Not all senior living communities are created equal; each has its own unique atmosphere, amenities, and policies designed to attract seniors who are ready for a new type of lifestyle. That being said, when you're considering a move to a senior campus it's important that you look beyond a convenient location or a scenic view. While there are checklists you can use to decide which particular living arrangement best suits your lifestyle it's also important that you have a good overview of the most common issues in retirement living. Here are three challenges seniors often face when adjusting to senior living communities and three challenges the community administrations most often contend with. This will help you evaluate the overall campus when considering your future home.
Transitioning: Moving is stressful no matter what your age is, and the older you are the more stress you'll face. Often seniors have a hard time adjusting to a new home no matter how lovely it is or how excited they were when moving. It's important to know its okay to take some time to adjust to your new surroundings and that some anxiety and depression are perfectly normal. The community staff should understand this and make it a priority to help new residents transition smoothly.
Loneliness: Feeling lonely in a new environment can be challenging, so it's good to know this is a normal reaction. Your new community should welcome visits from your family and friends and have common areas where you can enjoy their company. At the same time there should be plenty of social activities to choose from and the staff should be encouraging, not patronizing.
Lack of Physical Activities: Physical fitness is vital to senior health and also keeps elderly minds sharp. Your prospective new home should have plenty of options for staying fit so you can enjoy life to the fullest. Inclement weather can be a challenge to getting enough exercise, so the campus should have many options for indoor fitness as well as options for chair-bound residents.

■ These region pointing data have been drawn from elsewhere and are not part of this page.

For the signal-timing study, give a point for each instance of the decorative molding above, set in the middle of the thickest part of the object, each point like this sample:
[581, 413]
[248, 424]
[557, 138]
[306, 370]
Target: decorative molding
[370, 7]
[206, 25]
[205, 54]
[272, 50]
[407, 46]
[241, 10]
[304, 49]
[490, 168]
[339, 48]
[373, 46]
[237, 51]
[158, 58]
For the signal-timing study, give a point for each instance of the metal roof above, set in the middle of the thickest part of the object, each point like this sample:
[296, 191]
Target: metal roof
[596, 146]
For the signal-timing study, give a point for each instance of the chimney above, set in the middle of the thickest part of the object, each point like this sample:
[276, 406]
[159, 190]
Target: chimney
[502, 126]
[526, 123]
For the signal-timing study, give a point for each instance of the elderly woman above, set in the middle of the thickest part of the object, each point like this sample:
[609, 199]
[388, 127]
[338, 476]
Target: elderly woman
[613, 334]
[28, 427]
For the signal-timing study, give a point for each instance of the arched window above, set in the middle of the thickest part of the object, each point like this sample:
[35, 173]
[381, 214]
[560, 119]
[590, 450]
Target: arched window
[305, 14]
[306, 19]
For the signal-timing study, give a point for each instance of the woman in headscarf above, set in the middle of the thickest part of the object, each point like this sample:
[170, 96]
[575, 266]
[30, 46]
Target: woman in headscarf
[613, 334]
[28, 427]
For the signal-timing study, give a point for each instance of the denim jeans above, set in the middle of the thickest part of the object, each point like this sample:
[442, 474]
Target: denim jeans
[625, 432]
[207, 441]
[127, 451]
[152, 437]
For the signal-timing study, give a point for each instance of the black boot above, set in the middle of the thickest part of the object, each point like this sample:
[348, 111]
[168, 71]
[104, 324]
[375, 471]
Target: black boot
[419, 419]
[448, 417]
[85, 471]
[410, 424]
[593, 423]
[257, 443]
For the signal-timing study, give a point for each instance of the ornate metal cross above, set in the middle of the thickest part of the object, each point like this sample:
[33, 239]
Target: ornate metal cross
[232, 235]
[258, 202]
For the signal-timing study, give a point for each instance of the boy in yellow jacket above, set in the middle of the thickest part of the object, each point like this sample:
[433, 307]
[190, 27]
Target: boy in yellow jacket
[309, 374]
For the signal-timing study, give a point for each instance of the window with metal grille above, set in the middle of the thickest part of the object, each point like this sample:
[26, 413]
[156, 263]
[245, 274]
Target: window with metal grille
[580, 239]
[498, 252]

Staffing: Hiring, training, and retaining staff members are perhaps the biggest challenges facing retirement communities. Inquire about the turnover rate of all employees as well as how they're screened and trained. Ongoing professional training should also be in place as well as incentives to promote job retention.

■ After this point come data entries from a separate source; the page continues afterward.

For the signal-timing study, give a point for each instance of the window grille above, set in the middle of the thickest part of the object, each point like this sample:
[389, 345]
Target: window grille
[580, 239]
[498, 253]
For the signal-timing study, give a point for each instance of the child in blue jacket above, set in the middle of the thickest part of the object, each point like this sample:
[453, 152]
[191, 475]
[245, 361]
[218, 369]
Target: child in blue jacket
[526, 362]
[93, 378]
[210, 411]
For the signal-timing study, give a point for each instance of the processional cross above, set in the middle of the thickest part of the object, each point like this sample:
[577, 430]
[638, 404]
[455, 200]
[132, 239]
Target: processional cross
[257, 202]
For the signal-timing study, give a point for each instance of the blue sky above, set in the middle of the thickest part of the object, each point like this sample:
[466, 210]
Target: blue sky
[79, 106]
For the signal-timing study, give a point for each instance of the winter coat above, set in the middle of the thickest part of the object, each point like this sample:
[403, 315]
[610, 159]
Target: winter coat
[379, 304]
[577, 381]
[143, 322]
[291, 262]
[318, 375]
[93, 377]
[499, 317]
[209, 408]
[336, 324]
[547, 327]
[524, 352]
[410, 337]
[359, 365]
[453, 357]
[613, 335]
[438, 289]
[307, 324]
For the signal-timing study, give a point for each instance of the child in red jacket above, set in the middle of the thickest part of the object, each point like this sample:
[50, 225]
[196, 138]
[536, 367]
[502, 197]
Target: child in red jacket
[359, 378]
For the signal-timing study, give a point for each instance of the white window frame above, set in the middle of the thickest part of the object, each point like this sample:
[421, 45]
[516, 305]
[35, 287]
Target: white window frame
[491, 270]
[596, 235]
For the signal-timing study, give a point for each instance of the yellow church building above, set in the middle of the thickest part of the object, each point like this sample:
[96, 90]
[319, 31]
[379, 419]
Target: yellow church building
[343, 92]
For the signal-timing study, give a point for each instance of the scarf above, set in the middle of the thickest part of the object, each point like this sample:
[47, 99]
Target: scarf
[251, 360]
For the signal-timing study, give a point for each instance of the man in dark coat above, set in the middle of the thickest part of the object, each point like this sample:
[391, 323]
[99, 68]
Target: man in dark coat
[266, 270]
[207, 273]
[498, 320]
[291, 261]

Fraud: Elderly fraud is rampant throughout the country and because senior living communities are by design full of elderly citizens they can be targets for elderly fraud. The administration must have policies in place to avoid internal fraud as well as informational opportunities for residents to stay aware of the latest ploys used to scam seniors.
Transportation: It's common for seniors to often reach a point when they no longer drive transportation is a key issue faced by senior community administrations. There should be consistent transportation available to local areas as well as a system in place to chauffeur residents to appointments.